Hacker News new | ask | show | jobs
by niccaluim 3633 days ago
I view them unfavorably.
3 comments

Ha! It is funny because it is true. I remember listning to one of Joe Armstrong's talks (React 2014 conf and he talks at some point ( https://youtu.be/rQIE22e0cW8?t=2009 ) how parsing is rather expensive CPU-wise and also bandwidth expensive. Especially in mobile networks. The company he works for control data paths for smart phones to the internet, and they sweat wasting every little bit because it eats into the precious bandwitdth available to consumers -- and what do developers do? -- they shove JSON through that channel in the application level!

It was a silly observation but it is also true at some level. JSON might be easy to read, but reading a 100M json still needs a special editor.

Another funny observation Joe made at some point when a response to him calling JSON out, because "after all, you can see JSON" was that, your eyes cannot see JSON, they see photons bouncing from the screen. You still use an editor or some other translation program to display it and read it. So at some point might as well use binary (thrift, protobufs, sqlite, ...).

I personally think that's one of the more sane replies.

It is really important to chop up your JSON files into smaller sub-files. This will not only make it easier to backup and read manually but will usually give you a speed boost (can read to and write to more then 1 part of the "db" at a time).

This is probably sensible. JSON is a text-based format that requires you to parse the entire thing just to get an outline, unlike well-designed binary formats.
Well-designed text formats too?
Not necessarily. (I'd actually argue "not at all.") Presumably you have a text format in the first place because you want your representation to be human-readable [with common tools like a text editor], and very likely human-writable as well. Those are the real constraints of a (useful) text format, and they tend to be in direct conflict with high-performance parsing, or partial parsing.

For an arbitrary example, a binary format could have an index table of objects at the start of the file, and then you could perform partial reads to access only the subset of objects you care about.
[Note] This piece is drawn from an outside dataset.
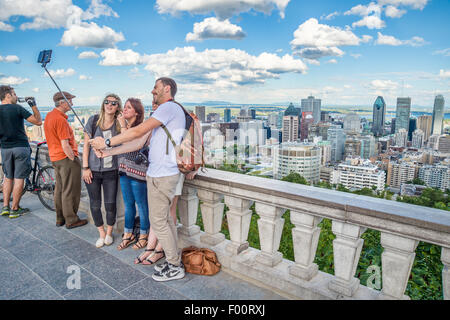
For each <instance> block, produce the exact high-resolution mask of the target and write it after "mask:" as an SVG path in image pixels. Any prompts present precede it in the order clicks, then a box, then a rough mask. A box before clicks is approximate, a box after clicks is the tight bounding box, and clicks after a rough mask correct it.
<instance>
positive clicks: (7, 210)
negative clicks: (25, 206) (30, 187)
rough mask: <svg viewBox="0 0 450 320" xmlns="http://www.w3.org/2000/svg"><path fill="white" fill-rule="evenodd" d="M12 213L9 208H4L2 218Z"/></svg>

That's something you could do in a text format too, but if the file is edited in a text editor you can't guarantee that the user remembered or bothered to update the index when they added a new object. The parser would effectively not be able to trust the index, and have to parse the entire file. (I suppose you could use CRCs or something to enforce this, but then you'd end up with a very brittle format that people get frustrated when trying to edit.)
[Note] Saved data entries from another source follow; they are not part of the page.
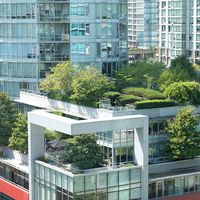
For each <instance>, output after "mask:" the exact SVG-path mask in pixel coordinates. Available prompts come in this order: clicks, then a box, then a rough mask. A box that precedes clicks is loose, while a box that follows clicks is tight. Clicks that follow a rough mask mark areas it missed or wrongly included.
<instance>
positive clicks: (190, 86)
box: [164, 82, 200, 105]
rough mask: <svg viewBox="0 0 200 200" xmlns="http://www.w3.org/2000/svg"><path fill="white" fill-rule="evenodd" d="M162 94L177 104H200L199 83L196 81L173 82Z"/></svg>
mask: <svg viewBox="0 0 200 200" xmlns="http://www.w3.org/2000/svg"><path fill="white" fill-rule="evenodd" d="M164 94H165V96H166V97H167V98H169V99H171V100H175V101H176V102H177V103H179V104H185V103H189V104H194V105H199V104H200V84H199V83H197V82H175V83H173V84H171V85H170V86H169V87H167V88H166V89H165V91H164Z"/></svg>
Really, the true advantage of a binary format is you generally assume that nobody messed with the data behind your back, so you can have duplicate data (like an index) if you want without worrying that it's out of sync. This pretty much goes hand in hand with the fact that you can't just open it in a text editor and fiddle with stuff.

TLDR: Human-writability and high-performance are arguably mutually exclusive features.

> Really, the true advantage of a binary format is you generally assume that nobody messed with the data behind your back

I would rephrase that a bit and say the true advantage is flexibility, as you're not subject to the constraints of textual data.

The integrity of the data is a separate matter, and should be carefully verified rather than trusted implicitly. A huge amount of security vulnerabilities, and program crashes in general, come from errantly assuming that user-supplied data is correct.

Indeed. Another example is that you could have a length field in a text format that precedes a string, so you can skip over it without parsing it. But humans will forget to update it, or update it incorrectly.